Bonus points!  Then there is the bonus category – usually from Class 2 or 3, you are on switchbacks and the tree is so flipping huge you have to cross it twice.  #%*#!  

Fun times!  Glad we’ve got that enumerated.  

Ok, final count at camp: 87 blowdowns in this 12 mile section – gah!! The majority were class 1, some class 2s.  It was obvious several blowdowns had recently been handled, but it was hard to tell when since the storms that brought down all of these.  I’m not sure how long this continues for, but I’m hoping not that much.  At least it is pretty much out of mosquito season.  Reading the comments on Guthook’s app, the blowdowns and mosquitos were a nasty combo last month and in July.  I saw a few mosquitos and got 1 bite, then I happily sprayed on my bug juice – only the second time I’ve had to do so, aren’t I glad I’m carrying a 4oz bottle of the stuff?  If it’s somehow preventing mosquitos from being around, no complaints here!  

I ended up getting in to camp just before 6, so made good time despite the blowdowns!  The climbs and descents were really really gentle today.  With only one view, it reminded me of hiking back east, well except for the huge Ponderosa pines and the dust everywhere!  

Well, no gear repairs yesterday so I thought my streak was broken.  Does it count since I had to do 2 sew jobs this evening?? I found a tiny hole in my sleeping rights this morning, who knows how long it’s been there. The other repair was my own fault (like the other ones weren’t?) – I tore part of one the outside side pockets on my skirt. *sigh*.  Too rough and just jerked it.  

I’m happy to be camping at water again, though “Christi’s spring was a pain to find the running water and not just a stagnant pool.  I wandered about and on my way back got off course a bit and finally found the side trail again.  A moment of panic – where am I??  I went cross country for a bit (we’re talking about 2-3 minutes) and considering the blowdowns (of course) I’m happy with only 2 scrapes.  Caused me to haul out the first aid kit and do an extra special baby wipe bath of my legs.  With all the dust out here, I’m quickly going thru baby wipes….tomorrow I’m going to camp at one of the last springs before a dry stretch (20 miles) before entering Crater Lake NP, and I’ll use a bandana to wipe down my arms, legs, and feet at least.  

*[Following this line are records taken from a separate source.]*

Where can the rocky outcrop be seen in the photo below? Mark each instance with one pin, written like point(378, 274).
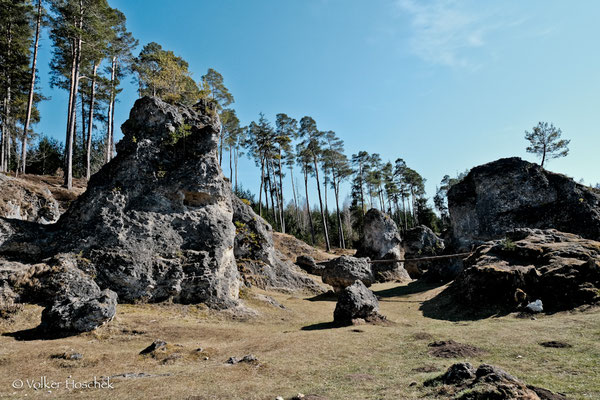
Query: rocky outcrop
point(381, 241)
point(24, 201)
point(308, 264)
point(560, 269)
point(488, 382)
point(345, 270)
point(155, 223)
point(356, 302)
point(511, 193)
point(259, 263)
point(421, 242)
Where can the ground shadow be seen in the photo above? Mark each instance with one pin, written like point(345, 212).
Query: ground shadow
point(404, 290)
point(327, 296)
point(37, 333)
point(448, 307)
point(323, 325)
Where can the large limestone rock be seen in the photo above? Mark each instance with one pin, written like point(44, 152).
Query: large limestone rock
point(561, 269)
point(156, 222)
point(259, 263)
point(421, 242)
point(345, 270)
point(73, 301)
point(354, 302)
point(25, 201)
point(512, 193)
point(381, 241)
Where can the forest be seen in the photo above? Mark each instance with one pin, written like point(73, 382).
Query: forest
point(93, 53)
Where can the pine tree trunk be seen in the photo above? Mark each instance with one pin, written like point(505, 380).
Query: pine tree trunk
point(6, 124)
point(341, 238)
point(312, 228)
point(281, 210)
point(262, 180)
point(236, 160)
point(230, 165)
point(88, 153)
point(69, 170)
point(327, 245)
point(31, 89)
point(110, 123)
point(270, 191)
point(295, 196)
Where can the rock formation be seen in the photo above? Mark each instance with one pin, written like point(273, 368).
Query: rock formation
point(488, 382)
point(156, 223)
point(27, 202)
point(308, 264)
point(421, 242)
point(354, 302)
point(381, 241)
point(512, 193)
point(259, 263)
point(561, 269)
point(345, 270)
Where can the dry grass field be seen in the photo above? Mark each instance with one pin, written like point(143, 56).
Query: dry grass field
point(298, 350)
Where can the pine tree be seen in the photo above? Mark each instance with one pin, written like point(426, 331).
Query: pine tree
point(313, 143)
point(31, 94)
point(15, 74)
point(162, 74)
point(545, 141)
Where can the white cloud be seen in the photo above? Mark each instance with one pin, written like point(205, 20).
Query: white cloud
point(446, 32)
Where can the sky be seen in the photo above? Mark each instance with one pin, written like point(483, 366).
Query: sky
point(446, 85)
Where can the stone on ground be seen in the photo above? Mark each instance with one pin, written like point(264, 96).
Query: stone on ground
point(356, 302)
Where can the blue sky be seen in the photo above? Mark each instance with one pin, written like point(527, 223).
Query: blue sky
point(445, 85)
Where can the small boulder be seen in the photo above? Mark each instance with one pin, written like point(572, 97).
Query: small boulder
point(354, 302)
point(248, 358)
point(308, 264)
point(489, 382)
point(421, 242)
point(459, 373)
point(345, 270)
point(80, 314)
point(156, 345)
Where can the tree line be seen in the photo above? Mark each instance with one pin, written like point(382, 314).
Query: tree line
point(92, 53)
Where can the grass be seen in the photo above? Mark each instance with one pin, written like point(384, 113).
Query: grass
point(358, 362)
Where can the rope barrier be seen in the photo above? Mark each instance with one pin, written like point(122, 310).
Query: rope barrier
point(421, 259)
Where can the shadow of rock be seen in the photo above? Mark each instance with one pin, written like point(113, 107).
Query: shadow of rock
point(327, 296)
point(445, 307)
point(38, 333)
point(404, 290)
point(323, 325)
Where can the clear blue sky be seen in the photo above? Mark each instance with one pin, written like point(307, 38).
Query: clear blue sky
point(446, 85)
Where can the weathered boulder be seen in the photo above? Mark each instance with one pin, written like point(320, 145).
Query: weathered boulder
point(354, 302)
point(26, 201)
point(511, 193)
point(420, 242)
point(345, 270)
point(80, 314)
point(561, 269)
point(156, 222)
point(73, 301)
point(381, 241)
point(488, 382)
point(308, 264)
point(259, 263)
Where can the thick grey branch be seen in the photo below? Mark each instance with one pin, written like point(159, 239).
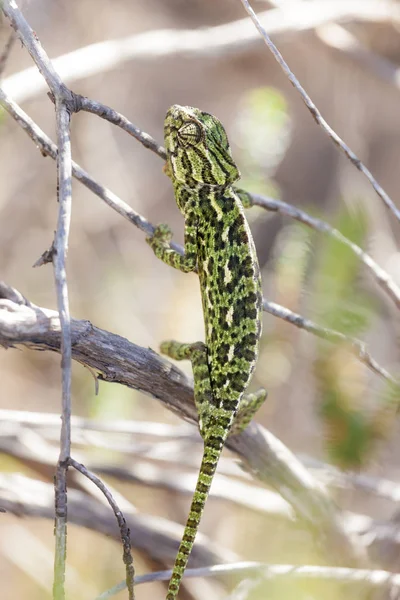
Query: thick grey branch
point(117, 204)
point(117, 360)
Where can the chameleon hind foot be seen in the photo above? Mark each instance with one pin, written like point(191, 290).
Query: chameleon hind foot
point(197, 354)
point(249, 405)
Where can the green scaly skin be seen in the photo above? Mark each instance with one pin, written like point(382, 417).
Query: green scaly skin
point(219, 244)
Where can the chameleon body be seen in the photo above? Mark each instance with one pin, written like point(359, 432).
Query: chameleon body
point(218, 243)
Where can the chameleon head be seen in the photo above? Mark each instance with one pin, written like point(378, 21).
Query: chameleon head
point(198, 151)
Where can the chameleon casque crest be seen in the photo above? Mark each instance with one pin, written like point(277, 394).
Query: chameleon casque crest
point(218, 243)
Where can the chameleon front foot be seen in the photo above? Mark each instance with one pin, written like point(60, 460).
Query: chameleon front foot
point(249, 405)
point(162, 235)
point(179, 351)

My cough is doing one thing at least – it’s scaring off the deer that are wandering through my campsite!  I was hacking off and on all day today – getting somewhat concerned though I don’t think it’s any harder to breath.  The dust is crazy though – every footfall brings up clouds of it.  I looked at my headphones, which were white, and realized I’m probably breathing more of it than I originally thought.

Well, I’m certainly getting a first hand look at the solitude hiking out of thru hiker season brings.  Solo hike indeed, camping alone yet again, though I’m grateful I had Zigzag and Wolf Guide to chat with for a bit this afternoon.  It’s making me think seriously about the NoCal section next year and when I want to do it.  Hopefully I’ll keep running into other hikers, but there’s already been more thru’s than I expected, and especially NOBOs are running out of time for avoiding snow in the Northern Cascades.  The guys I met today, Zigzag started in June, and Wolf Guide started in May!  

Wow, it got super cold all of a sudden – 9:25pm and I just got back in my tent after hopefully the last pee for a few hours.  The sky is completely clear and the stars shining.  It’s so incredibly quiet I wish I could bottle it up for folks who need a bit more silence in their lives.  On come the down booties, and the sleeping bag liner.  Oh, I just checked, I am camped at 6,184 feet tonight – maybe that has something to do with it!